[Critique initialement publiée sur CinemaClubFR]
On nous annonçait un bain de sang halluciné, voire psychédélique, et on en est pas très loin. Avec Laissez Bronzer Les Cadavres, le duo Cattet/Forzani, à l’origine des très recommandables Amer et L’étrange Couleur des Larmes de ton Corps, change cette fois-ci d’univers et s’oriente davantage vers le polar avec un (gros) soupçon de Western Italien. En pleine Corse sous un soleil de plomb, nous suivons divers protagonistes dans un village abandonné, qui vont connaître une journée d’enfer après que des malfrats s’y soient réfugiés avec 250kg d’or volés. C’est alors qu’un policier arrive dans le village, ce qui va conduire inévitablement à une fusillade sans merci.
Dit de cette manière, l’histoire peut paraître très simple à comprendre mais dans les faits, la structure narrative est volontairement très floue. Volontairement car cela permet encore plus d’accroître la sensation d’anarchie qui règne durant tout le film, tout particulièrement lorsque la fusillade principale débute, ce qui amène à de nombreuses alliances et trahisons, ne rendant pas la tâche de compréhension plus aisée. Cependant, on arrive tout de même à s’y retrouver avec un peu d’efforts, d’autant plus que les deux réalisateurs ont sorti pour l’occasion des acteurs avec une « gueule » reconnaissable et terriblement appropriée à l’ambiance voulue, dont Bernie Bonvoisin, le chanteur de Trust et Elina Löwensohn.

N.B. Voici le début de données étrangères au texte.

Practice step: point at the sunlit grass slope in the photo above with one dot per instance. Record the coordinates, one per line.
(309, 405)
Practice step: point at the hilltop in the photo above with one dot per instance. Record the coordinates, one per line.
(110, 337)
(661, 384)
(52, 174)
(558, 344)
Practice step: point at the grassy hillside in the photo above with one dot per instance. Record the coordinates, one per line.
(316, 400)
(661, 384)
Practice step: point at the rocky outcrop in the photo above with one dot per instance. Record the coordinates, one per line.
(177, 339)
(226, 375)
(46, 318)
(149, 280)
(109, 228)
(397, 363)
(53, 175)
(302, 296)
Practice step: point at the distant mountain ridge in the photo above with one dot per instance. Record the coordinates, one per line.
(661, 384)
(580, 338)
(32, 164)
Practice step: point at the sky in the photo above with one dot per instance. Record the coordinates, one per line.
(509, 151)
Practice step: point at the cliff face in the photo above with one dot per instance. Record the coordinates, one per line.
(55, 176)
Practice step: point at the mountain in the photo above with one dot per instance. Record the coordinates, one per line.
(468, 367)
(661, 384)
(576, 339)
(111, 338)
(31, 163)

Bien qu’adapté d’un roman de Jean-Patrick Manchette et de Jean-Pierre Bastid, on ressent toute la patte à la fois esthétique, précise mais aussi très vive du duo belge, à commencer par un générique de début absolument fou, qui est une très bonne introduction à l’univers dans lequel nous allons pénétrer sous peu. On peut même dire que Laissez Bronzer… est leur film le plus définitif et le plus barré quant à l’exploration de leur style si particulier, entre hommage et identité reconnaissable entre mille, notamment pour leur montage très chargé et les multiples bruitages des sensations sur la peau (les personnes habituées à leurs films comprendront).
De même, pour nous laisser quelques instants d’accalmie, le film nous offre quelques moments hallucinatoires tout simplement incroyables, mélangeant fétichisme des armes, soleil écrasant et érotisme féminin, élément caractéristique du duo. Tout l’aspect visuel du long-métrage est une gigantesque baffe mais une baffe qui nécessite au préalable de rentrer dans l’univers, au risque de trouver le temps très, très long. Laissez Bronzer Les Cadavres est donc très certainement le meilleur film réalisé par Hélène Cattet et Bruno Forzani à ce jour. Une parfaite continuité de leur filmographie, dans un univers différent mais toujours aussi fou. Ruez-vous au cinéma le 19 octobre prochain pour une expérience visuelle et sensorielle que vous n’oublierez pas de sitôt.